This week: a supply teacher in London

When do you report a colleague? I have faced that dilemma, and because I am a supply teacher I wasn’t sure what to do about it: report the colleague and risk the opprobrium of my supply agency, or keep quiet and hope the situation might blow over.

I had been given a great job, covering a class for an NQT every Monday at a faith school with a fantastic reputation.

At the same time my regular supply days started, the school employed a new teaching assistant. The school, which was predominantly Asian and in an Asian area, had a number of white teachers, including the TA.

The term started well and the Year 4 class I had was a delight: always respectful and really hardworking.

But the TA insisted on giving the pupils a verbal flogging all day. The reprimands were out of all proportion to the crimes: dinner money handed in that wasn’t in an envelope, a forgotten library book, the failure to use a hanky when sneezing.

I no longer looked forward to Mondays.

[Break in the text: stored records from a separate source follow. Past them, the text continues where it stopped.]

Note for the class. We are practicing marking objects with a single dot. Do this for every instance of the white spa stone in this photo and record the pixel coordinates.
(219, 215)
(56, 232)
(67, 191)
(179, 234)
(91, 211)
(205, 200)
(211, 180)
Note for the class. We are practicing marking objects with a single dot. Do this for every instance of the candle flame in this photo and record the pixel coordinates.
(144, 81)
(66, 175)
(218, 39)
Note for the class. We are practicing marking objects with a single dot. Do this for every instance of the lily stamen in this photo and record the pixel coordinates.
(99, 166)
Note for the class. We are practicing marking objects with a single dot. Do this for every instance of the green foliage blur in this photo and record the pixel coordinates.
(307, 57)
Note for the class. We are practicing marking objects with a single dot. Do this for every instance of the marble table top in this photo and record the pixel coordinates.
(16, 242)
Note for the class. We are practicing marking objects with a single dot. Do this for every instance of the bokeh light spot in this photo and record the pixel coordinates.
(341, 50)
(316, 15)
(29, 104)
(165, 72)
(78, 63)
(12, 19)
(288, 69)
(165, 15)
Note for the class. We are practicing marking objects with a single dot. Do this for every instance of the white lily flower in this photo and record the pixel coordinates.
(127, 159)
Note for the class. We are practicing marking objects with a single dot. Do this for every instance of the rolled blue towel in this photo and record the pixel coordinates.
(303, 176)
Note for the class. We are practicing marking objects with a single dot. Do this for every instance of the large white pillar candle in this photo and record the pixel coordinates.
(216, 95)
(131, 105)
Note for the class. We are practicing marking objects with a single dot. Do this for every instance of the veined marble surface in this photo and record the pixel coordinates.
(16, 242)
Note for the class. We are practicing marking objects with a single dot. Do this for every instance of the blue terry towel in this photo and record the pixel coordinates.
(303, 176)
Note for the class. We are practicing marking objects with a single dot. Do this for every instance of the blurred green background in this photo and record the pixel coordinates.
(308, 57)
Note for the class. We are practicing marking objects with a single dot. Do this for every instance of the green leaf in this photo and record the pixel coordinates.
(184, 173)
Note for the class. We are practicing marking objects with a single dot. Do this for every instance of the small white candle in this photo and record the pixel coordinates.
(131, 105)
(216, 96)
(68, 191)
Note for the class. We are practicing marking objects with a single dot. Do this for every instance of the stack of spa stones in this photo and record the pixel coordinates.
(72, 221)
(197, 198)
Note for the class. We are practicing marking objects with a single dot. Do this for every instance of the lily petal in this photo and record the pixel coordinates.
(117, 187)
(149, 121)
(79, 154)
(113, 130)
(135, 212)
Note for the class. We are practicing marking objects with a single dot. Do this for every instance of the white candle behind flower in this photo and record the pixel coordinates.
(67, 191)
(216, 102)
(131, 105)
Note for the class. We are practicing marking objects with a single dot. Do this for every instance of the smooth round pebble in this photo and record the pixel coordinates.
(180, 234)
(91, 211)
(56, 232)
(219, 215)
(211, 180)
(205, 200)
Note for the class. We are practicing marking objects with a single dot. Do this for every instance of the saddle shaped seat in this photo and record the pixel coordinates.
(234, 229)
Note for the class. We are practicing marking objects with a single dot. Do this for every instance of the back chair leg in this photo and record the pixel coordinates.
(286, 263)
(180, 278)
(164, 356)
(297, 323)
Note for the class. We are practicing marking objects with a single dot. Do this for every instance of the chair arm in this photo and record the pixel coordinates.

I felt terrible that the children were being victimised and I wasn’t sure what to do. As a supply teacher you aren’t there to comment on the way a school is run or how the teachers behave.

The worst situations arose when she was meant to be “teaching” a group of SEN children in a small annexe next to the classroom. The children sometimes ended up in tears. The TA loved humiliating them, putting them down and ridiculing their work. In maths she shouted at them repeatedly, saying “This work is rubbish” and “How could you have got that wrong?” until she was red in the face. It was painful to witness.

After eight months of this, we were having a playtime chat over a cup of tea and I asked her how she had found the move from the countryside to inner-city London. She said it was difficult as she hadn’t met many black and Asian people before. She never spoke to her Asian neighbours as “they weren’t her sort”. What she said next took my breath away: “I was quite racist before I came here, but I’ve become even more so now.”

In confidence, I approached the class teacher. She was reluctant to make a complaint because she was new and had to work with the TA. So I went to the head of year. He said he was aware of her strange behaviour, but wasn’t sure what to do about it.

By the following week, he had done something. As I walked into class, the TA was smiling and greeting the children with: “Morning, my little darlings.” I was told that the school was monitoring her classroom behaviour. I felt glad I had done something, but wished I had acted earlier.